Знаменская. Аттис! Милый Аттис. Да-да. Я вас еще тогда спрашивала: кто это – Аттис? А вы отвечали – любовник Кибелы. Но я не знала историю Кибелы. А признаться в этом стеснялась. А теперь – вовсе не стесняюсь. Мы брали Аттиса всегда с собой на прогулки. Он был таким быстрым, красивым. А однажды кинулся трепать барана. И вы так накричали на него. Виктор Николаевич, что у вас с лицом?
Полозов. Ничего. Кажется – ничего.
Знаменская. Скажите, это ужасно, что я здесь?
Полозов. Это очень хорошо.
Знаменская. Я вам признаюсь – я не прочла ни одного вашего письма.
Полозов. Я догадался.
Знаменская. Все восемнадцать писем я сожгла в камине. Это гадко, я знаю. Но мне что-то мешало их прочесть. Я очень скверная?
Полозов. Арина Борисовна, пойдемте в дом. Здесь сыро.
Знаменская. Нет, нет. Останемся, останемся. Я так любила ваш сад. В мае особенно. Помните, когда приехали Панины? И вы с Иваном Ивановичем стреляли по бутылкам. А вечером мы катались на лодке. И Кадашевский упал в воду. А на следующее утро все яблони зацвели. Все сразу. И вы сказали, что это оттого, что я здесь. А Панин сказал, что это к войне.
Полозов. Да… припоминаю.
Знаменская. Но войны не случилось. Только в Коноплеве мужик зарубил свою семью.
Полозов. Это я тоже помню (берет ее за руку). Пойдемте в дом. Вам надо отдохнуть и прийти в себя.

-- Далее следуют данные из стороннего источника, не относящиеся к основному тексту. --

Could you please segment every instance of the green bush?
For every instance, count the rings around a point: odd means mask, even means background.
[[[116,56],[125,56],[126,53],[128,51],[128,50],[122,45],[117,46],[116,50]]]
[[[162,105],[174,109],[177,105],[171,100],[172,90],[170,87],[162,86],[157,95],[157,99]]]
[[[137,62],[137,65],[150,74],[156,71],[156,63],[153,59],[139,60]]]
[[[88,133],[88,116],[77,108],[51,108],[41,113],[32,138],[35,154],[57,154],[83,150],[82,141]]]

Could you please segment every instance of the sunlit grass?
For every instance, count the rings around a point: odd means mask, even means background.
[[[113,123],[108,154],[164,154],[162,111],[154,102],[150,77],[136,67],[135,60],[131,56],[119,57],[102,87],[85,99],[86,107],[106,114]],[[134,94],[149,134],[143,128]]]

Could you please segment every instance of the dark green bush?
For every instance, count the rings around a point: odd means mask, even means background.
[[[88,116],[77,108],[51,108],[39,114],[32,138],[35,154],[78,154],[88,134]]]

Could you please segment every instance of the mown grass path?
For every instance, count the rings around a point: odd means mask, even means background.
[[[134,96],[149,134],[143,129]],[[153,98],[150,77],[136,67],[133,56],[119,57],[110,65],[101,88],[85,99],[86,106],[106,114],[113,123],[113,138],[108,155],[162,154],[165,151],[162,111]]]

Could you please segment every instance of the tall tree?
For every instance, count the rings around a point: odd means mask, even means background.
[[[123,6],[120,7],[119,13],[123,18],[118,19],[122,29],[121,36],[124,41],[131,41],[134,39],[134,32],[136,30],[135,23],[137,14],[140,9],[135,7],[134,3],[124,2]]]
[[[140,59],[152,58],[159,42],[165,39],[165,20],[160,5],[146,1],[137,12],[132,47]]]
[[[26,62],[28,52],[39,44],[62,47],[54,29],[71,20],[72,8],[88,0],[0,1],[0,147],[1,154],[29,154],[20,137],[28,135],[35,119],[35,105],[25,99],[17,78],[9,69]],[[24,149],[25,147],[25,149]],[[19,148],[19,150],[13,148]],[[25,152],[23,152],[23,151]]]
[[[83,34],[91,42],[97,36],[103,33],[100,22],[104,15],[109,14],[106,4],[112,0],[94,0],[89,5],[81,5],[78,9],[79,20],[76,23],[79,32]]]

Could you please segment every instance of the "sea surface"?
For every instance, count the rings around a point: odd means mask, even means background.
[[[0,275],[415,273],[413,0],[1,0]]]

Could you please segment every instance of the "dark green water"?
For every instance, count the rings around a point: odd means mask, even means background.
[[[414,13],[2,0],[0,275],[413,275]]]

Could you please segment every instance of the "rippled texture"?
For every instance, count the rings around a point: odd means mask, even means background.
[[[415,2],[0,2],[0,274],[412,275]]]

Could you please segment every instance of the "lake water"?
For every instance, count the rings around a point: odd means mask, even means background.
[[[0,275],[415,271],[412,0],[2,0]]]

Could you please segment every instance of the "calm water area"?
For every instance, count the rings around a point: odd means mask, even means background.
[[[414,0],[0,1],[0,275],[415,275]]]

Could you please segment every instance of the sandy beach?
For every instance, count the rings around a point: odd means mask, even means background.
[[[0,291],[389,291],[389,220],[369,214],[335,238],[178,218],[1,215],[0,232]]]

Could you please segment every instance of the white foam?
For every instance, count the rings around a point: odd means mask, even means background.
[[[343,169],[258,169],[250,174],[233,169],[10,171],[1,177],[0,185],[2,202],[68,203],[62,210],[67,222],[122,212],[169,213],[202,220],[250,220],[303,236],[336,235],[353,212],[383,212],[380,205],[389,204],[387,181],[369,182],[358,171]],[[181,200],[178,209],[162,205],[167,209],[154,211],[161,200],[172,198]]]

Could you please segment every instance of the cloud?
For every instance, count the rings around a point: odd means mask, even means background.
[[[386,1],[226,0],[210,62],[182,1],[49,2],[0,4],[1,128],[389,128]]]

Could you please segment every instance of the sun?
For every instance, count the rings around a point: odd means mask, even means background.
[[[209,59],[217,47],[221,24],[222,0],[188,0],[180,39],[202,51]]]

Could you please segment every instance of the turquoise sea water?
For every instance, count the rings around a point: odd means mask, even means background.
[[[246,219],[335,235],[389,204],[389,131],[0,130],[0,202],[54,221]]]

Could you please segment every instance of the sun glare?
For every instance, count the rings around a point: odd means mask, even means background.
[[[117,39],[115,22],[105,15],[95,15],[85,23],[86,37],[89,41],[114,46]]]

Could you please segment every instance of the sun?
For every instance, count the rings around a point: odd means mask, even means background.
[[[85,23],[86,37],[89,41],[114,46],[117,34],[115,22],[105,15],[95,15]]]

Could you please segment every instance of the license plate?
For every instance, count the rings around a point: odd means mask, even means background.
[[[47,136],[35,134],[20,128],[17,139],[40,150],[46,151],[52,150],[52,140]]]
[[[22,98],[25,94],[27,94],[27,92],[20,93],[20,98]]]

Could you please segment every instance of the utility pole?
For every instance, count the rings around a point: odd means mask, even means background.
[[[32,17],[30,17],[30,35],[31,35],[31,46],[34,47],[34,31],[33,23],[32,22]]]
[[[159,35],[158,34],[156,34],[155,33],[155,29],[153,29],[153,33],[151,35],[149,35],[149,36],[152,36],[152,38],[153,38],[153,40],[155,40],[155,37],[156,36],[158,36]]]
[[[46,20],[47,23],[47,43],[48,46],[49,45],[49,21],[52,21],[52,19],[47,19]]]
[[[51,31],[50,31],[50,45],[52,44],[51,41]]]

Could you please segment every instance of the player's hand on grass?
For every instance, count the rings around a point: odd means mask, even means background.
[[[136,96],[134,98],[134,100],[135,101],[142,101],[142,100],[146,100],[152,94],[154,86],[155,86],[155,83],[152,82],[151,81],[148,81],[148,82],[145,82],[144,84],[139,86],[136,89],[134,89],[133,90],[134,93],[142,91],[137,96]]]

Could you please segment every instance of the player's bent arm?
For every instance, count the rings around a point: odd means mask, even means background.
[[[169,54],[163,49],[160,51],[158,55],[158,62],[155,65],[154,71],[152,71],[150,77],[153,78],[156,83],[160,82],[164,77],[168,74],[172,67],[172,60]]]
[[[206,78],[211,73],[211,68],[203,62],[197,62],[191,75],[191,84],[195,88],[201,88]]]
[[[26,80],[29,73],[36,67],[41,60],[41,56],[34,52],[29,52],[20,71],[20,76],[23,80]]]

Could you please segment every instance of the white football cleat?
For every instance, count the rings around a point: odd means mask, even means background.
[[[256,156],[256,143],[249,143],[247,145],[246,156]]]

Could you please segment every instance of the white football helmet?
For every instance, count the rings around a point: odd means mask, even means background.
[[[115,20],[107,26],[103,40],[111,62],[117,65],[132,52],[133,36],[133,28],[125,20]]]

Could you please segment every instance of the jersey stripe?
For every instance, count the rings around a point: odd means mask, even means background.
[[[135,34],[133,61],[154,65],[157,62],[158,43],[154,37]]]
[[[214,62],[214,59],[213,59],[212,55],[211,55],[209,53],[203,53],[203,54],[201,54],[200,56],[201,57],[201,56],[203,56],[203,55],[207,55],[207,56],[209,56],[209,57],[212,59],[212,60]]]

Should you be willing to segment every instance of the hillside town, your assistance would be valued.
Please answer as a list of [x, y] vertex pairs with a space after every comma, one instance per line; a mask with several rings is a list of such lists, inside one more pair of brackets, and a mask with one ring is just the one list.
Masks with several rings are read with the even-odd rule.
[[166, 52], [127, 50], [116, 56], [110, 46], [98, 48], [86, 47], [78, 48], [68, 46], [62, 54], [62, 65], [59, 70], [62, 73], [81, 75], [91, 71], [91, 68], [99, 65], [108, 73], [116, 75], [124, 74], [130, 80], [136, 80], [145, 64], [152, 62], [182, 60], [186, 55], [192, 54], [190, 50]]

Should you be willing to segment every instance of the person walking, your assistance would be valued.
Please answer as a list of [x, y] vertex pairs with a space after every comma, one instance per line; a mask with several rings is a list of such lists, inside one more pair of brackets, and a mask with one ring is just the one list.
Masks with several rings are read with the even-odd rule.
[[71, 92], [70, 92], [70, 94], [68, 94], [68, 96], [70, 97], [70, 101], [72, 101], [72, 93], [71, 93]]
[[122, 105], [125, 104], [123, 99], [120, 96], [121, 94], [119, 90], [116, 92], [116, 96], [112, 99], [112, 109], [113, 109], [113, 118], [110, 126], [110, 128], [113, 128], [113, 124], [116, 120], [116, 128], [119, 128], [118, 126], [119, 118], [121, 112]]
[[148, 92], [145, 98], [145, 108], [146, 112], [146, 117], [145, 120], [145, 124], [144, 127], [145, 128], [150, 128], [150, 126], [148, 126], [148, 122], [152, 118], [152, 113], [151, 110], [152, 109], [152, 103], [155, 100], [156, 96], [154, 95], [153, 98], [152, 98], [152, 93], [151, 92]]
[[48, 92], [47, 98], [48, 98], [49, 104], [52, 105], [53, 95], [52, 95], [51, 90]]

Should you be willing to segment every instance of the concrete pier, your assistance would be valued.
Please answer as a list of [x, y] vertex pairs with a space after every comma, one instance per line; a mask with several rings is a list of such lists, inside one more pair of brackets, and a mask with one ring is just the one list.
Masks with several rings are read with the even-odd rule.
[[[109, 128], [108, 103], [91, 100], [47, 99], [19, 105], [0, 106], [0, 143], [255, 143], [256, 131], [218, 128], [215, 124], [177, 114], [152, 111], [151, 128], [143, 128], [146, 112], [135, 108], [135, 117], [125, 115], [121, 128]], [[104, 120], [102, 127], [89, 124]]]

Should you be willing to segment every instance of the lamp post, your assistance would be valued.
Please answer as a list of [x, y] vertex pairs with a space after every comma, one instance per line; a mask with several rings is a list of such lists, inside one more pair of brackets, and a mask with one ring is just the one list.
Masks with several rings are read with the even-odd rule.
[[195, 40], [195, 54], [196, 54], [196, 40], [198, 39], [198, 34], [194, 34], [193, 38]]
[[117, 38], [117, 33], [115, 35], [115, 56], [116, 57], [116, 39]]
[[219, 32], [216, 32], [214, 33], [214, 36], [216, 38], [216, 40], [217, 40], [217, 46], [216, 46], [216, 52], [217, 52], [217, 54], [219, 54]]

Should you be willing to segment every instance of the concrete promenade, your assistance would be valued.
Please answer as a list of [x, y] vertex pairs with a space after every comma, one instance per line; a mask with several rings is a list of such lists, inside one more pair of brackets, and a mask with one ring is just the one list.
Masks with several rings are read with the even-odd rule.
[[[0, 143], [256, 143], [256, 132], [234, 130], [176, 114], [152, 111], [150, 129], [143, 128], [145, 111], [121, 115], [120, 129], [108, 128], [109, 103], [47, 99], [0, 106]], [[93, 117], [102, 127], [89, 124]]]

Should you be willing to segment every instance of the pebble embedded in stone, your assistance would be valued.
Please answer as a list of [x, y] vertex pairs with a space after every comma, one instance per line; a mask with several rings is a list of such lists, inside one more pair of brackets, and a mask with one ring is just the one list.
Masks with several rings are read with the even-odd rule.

Знаменская (смотрит на мертвую собаку). Странно все-таки.
Полозов. Что?
Знаменская. Мертвые собаки похожи на живых собак. А мертвые люди вовсе не похожи на живых. Когда я хоронила своего отца, я знала, что это не он лежит в гробу, а совсем другой человек. Поэтому я до сих пор не верю, что мой отец умер. Он жив. Да и вообще, то, что лежало в гробу, не было похоже на человека. Вы не согласны?
Полозов. Да-да. Вы правы. Хотя…
Знаменская. Что?
Полозов. Вон отсюда!
Знаменская (непонимающе смотрит на него). Что?
Полозов (кричит). Вон отсюда! Вон! Сейчас же – вон!
Знаменская делает два шага назад, неотрывно глядя ему в лицо, затем поворачивается и убегает. Появляется Антон.
Антон. Звали, барин?
Полозов. Нет… то есть – да. Помоги мне. (Берет пса на руки и осторожно опускает в яму.)
Антон. А что же Арина Борисовна? Чай пить пойдут-с? Я накрыл уж.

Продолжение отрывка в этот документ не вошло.